Nearly optimal separations between communication (or query) complexity and partitions

TL;DR

This paper demonstrates nearly optimal quadratic separations between various complexity measures such as communication, query, and partition complexities, advancing understanding of their relationships and establishing new superlinear separations.

Contribution

It introduces nearly quadratic and superlinear separations between communication/query complexities and partition measures, improving prior bounds and utilizing the cheat sheet framework.

Findings

Nearly quadratic separation between deterministic communication complexity and partition number.

Nearly quadratic separation between query complexity and subcube partition complexity.

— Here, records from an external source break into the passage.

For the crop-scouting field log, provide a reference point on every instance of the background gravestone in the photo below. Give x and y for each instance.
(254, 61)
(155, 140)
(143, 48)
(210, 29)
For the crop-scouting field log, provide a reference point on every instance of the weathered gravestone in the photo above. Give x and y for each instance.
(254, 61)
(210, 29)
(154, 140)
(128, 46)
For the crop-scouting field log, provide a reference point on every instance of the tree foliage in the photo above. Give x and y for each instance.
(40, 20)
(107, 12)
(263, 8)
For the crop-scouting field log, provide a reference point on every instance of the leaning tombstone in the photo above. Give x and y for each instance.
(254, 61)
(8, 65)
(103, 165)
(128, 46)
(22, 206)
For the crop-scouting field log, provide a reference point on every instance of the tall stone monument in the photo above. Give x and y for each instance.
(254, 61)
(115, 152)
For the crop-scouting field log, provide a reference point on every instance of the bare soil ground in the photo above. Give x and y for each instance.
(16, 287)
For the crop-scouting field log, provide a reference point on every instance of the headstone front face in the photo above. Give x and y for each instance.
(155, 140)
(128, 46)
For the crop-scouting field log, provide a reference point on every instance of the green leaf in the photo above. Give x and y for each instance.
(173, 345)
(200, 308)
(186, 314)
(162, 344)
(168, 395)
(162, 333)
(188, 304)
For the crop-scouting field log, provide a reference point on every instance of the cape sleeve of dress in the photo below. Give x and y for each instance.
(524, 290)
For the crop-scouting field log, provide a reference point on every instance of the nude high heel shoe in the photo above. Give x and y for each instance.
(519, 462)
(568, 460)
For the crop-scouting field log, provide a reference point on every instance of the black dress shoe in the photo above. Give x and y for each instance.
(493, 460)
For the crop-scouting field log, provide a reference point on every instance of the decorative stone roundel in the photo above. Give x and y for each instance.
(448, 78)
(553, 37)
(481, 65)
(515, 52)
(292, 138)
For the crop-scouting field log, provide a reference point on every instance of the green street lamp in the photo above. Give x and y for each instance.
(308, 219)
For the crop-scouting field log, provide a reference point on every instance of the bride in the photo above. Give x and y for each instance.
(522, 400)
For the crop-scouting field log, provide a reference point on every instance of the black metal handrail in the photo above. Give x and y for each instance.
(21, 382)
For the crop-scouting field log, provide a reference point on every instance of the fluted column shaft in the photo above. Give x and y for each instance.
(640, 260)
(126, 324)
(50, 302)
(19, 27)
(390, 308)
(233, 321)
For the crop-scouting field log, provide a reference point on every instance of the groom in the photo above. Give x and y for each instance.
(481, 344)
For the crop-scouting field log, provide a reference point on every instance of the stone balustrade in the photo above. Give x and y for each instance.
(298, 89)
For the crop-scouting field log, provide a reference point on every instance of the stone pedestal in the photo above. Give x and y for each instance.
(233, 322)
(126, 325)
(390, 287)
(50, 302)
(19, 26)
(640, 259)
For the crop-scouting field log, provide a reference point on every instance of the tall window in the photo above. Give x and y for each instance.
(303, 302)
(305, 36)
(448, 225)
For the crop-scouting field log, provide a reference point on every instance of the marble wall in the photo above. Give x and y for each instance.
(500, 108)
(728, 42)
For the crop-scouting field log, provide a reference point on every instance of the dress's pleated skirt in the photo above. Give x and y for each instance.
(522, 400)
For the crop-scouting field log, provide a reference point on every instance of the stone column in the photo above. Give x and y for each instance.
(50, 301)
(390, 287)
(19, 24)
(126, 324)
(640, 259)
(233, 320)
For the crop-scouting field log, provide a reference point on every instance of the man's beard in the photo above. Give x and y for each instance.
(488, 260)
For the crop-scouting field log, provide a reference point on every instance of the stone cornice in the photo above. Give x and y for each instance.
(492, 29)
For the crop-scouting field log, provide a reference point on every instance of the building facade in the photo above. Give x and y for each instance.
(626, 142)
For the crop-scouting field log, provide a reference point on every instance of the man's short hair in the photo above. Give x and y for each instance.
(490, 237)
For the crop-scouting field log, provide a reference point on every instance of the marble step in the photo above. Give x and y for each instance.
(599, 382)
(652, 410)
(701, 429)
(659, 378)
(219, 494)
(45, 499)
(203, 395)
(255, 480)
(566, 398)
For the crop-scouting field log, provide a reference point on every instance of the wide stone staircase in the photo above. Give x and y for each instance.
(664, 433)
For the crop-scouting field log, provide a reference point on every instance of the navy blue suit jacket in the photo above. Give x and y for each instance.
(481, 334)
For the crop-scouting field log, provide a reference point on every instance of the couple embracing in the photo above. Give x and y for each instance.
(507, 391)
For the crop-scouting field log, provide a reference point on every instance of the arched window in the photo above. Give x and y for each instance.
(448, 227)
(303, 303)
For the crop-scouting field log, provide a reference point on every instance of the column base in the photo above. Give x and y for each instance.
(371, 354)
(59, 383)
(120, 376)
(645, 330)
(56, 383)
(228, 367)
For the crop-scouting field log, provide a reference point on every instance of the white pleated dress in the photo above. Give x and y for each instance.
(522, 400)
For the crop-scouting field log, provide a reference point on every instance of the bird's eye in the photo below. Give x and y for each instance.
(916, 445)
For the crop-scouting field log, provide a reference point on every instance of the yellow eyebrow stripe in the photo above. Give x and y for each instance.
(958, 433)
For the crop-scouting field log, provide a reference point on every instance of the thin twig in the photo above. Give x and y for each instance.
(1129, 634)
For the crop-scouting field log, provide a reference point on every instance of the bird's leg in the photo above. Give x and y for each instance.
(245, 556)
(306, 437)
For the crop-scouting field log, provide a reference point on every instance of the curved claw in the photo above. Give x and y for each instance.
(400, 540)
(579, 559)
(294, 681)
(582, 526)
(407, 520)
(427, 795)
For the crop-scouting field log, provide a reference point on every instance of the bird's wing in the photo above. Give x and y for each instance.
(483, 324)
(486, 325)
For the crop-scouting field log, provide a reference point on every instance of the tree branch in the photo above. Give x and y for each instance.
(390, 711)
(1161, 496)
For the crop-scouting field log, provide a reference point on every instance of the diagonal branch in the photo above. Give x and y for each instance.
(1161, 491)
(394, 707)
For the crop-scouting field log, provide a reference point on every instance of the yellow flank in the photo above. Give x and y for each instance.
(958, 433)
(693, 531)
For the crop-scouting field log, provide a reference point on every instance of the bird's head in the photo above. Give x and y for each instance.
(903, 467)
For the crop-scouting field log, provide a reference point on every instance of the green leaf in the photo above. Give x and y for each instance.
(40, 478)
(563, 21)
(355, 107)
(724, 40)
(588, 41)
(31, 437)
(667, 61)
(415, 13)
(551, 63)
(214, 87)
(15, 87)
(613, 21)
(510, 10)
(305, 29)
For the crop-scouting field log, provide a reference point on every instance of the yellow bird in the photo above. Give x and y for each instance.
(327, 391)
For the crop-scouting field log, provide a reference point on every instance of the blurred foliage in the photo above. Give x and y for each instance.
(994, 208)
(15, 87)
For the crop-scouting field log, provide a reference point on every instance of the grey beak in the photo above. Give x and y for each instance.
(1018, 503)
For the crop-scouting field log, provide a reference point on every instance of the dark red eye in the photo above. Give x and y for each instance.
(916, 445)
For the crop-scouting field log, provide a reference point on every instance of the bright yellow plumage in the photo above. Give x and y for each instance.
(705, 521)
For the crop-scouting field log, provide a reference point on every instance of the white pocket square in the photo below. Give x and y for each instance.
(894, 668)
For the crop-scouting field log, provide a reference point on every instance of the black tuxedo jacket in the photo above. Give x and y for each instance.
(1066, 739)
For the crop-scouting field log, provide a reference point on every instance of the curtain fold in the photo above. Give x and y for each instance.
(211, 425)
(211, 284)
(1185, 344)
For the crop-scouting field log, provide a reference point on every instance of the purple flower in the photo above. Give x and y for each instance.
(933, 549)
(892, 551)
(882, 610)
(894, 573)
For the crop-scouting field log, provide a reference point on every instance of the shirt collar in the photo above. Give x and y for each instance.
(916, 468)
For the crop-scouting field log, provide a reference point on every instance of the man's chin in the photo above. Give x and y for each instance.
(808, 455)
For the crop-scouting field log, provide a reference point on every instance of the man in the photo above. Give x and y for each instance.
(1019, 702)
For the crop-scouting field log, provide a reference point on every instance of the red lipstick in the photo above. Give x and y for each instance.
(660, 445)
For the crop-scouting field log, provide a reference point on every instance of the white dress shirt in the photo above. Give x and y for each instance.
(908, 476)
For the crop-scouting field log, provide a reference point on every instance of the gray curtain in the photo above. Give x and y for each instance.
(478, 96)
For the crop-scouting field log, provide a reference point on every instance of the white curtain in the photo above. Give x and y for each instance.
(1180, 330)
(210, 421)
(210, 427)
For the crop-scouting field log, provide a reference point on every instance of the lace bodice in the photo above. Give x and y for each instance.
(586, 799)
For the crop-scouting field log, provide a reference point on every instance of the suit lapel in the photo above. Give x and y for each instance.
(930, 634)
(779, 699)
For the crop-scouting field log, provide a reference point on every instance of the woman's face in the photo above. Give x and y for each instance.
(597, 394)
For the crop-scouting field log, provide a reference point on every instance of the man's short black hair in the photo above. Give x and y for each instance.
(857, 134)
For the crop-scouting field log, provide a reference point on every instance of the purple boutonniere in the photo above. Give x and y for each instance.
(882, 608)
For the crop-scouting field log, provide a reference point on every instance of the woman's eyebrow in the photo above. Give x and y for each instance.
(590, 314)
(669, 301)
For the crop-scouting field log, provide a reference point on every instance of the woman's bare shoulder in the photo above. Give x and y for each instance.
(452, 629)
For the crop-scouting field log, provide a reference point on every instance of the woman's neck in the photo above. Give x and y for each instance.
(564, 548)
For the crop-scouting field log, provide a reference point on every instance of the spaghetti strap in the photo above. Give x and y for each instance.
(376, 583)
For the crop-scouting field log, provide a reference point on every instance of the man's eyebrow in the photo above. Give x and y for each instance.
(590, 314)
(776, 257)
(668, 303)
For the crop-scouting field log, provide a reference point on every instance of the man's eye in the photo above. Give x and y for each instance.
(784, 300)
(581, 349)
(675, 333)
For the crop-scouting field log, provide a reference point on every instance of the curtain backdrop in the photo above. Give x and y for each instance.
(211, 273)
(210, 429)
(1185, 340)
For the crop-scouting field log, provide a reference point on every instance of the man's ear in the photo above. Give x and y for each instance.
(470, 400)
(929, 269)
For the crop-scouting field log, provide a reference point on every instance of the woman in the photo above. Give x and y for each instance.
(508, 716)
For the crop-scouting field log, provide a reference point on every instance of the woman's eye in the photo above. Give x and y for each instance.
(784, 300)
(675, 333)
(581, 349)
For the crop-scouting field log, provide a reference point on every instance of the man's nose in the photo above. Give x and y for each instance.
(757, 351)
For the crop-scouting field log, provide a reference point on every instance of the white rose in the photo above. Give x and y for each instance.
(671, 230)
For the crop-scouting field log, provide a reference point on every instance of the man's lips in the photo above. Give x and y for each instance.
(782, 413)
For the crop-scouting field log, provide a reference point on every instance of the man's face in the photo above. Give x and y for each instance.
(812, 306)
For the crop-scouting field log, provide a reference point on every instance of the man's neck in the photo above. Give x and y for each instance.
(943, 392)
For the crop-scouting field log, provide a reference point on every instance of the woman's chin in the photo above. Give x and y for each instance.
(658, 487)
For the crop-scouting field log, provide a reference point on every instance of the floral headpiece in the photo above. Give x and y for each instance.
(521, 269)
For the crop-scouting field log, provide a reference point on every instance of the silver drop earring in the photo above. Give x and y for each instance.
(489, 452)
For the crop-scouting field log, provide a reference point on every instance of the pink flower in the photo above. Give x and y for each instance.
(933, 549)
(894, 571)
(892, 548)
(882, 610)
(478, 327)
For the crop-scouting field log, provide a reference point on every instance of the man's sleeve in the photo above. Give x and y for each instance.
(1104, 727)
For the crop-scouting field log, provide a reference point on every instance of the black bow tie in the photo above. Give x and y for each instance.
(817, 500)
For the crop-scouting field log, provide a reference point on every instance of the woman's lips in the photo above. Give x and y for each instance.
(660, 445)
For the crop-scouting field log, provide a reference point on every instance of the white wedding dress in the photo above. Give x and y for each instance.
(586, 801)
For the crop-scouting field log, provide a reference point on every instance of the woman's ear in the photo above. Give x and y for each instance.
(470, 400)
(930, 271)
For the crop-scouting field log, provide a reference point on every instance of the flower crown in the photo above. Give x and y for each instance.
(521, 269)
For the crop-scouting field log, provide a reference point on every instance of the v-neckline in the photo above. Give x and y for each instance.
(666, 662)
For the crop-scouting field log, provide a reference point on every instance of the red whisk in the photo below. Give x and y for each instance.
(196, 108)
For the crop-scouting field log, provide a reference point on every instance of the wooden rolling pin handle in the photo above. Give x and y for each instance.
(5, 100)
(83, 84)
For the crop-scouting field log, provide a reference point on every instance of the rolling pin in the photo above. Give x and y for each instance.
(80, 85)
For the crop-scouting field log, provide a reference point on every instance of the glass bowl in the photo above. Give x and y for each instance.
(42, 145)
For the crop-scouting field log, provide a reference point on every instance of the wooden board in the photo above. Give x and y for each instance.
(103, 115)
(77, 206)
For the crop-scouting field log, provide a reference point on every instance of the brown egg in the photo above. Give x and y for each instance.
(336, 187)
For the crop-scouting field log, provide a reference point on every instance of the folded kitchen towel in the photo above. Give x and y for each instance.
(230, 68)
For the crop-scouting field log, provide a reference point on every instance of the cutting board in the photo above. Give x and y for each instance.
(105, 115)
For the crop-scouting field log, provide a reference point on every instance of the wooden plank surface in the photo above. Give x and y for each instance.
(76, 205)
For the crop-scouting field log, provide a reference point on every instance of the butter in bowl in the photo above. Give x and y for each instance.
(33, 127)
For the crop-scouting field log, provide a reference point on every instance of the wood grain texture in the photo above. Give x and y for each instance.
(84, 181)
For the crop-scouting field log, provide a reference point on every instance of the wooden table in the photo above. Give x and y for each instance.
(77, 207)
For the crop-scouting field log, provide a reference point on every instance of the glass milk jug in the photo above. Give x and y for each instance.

First superlinear separation between quantum query complexity and subcube partition complexity.

Abstract

We show a nearly quadratic separation between deterministic communication complexity and the logarithm of the partition number, which is essentially optimal. This improves upon a recent power 1.5 separation of G\"o\"os, Pitassi, and Watson (FOCS 2015). In query complexity, we establish a nearly quadratic separation between deterministic (and even randomized) query complexity and subcube partition complexity, which is also essentially optimal. We also establish a nearly power 1.5 separation between quantum query complexity and subcube partition complexity, the first superlinear separation between the two measures. Lastly, we show a quadratic separation between quantum query complexity and one-sided subcube partition complexity. Our query complexity separations use the recent cheat sheet framework of Aaronson, Ben-David, and the author. Our query functions are built up in stages by alternating function composition with the cheat sheet construction. The communication complexity separation follows from lifting the query separation to communication complexity.